世界初 MCIO 8i 搭載 eGPUドック「GPD G2」登場 ─ RTX5090 にも対応する 800W内蔵電源モデル

この記事のポイント

GPDから、世界初のMCIO 8i搭載eGPUドック「GPD G2」の情報が公開されました。

PCIe Gen4×8の高速接続に対応し、800W Gold電源を内蔵、RTX 4090/5090クラスのハイエンドGPUまで動作可能な次世代eGPUドックです。本記事では、GPD G2の特徴・スペック・気になるポイントを、GPD正規取扱店としての視点でまとめてご紹介します。


目次

GPDのeGPUドックが「OCuLink」から「MCIO 8i」へ進化

GPDといえば、これまで「GPD G1」というOCuLink接続のeGPUドックを展開してきました。コンパクトな筐体にGPUと電源をまとめた画期的な製品で、ミニPC・UMPCユーザーから高い支持を得ていました。

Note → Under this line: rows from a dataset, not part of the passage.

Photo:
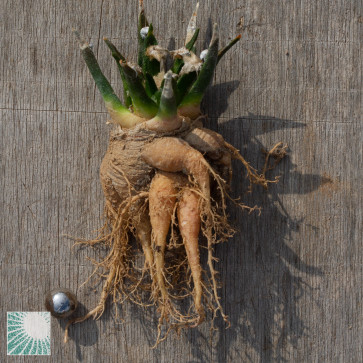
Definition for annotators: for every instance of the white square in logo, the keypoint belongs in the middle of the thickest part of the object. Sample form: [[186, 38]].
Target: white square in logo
[[28, 333]]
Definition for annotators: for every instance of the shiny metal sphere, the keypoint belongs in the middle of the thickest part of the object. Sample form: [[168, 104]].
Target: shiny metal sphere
[[61, 302]]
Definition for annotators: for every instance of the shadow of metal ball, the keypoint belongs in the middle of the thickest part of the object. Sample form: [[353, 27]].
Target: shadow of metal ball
[[61, 303]]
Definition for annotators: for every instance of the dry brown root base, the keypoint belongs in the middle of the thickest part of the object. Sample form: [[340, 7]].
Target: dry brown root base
[[214, 226], [116, 263]]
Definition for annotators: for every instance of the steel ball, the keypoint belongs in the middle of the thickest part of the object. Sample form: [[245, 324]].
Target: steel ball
[[61, 303]]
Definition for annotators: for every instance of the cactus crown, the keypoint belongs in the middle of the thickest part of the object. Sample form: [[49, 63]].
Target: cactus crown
[[150, 91]]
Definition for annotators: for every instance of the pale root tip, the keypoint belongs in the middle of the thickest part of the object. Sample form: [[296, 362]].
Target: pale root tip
[[168, 91]]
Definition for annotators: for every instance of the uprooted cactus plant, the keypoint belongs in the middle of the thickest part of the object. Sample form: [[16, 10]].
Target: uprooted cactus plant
[[165, 179]]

しかしG1は既に生産終了。後継機種として登場したのが、今回ご紹介する 「GPD G2」 です。

G2の最大の特徴は、接続規格を OCuLink から MCIO 8i へ刷新 したこと。GPDによれば「世界初のMCIO 8i搭載eGPUドック」とのことで、帯域はOCuLinkの約2倍にまで拡張されました。

※MCIO 8iの技術的な詳細については、こちらの記事で詳しく解説しています:MCIO 8i解説記事


GPD G2の3つの注目ポイント

①世界初のMCIO 8i搭載 ─ PCIe Gen4×8 の広帯域

GPD G2はMCIO 8iポートを搭載し、PCIe Gen4×8(理論帯域 256 Gbps、実効約 31.5 GB/s 双方向)の接続が可能です。

OCuLink(PCIe Gen4×4)と比較して約2倍の帯域を確保できるため、RTX 4090やRTX 5090といった最新ハイエンドGPUでも、性能ロスを最小限に抑えた運用が期待できます。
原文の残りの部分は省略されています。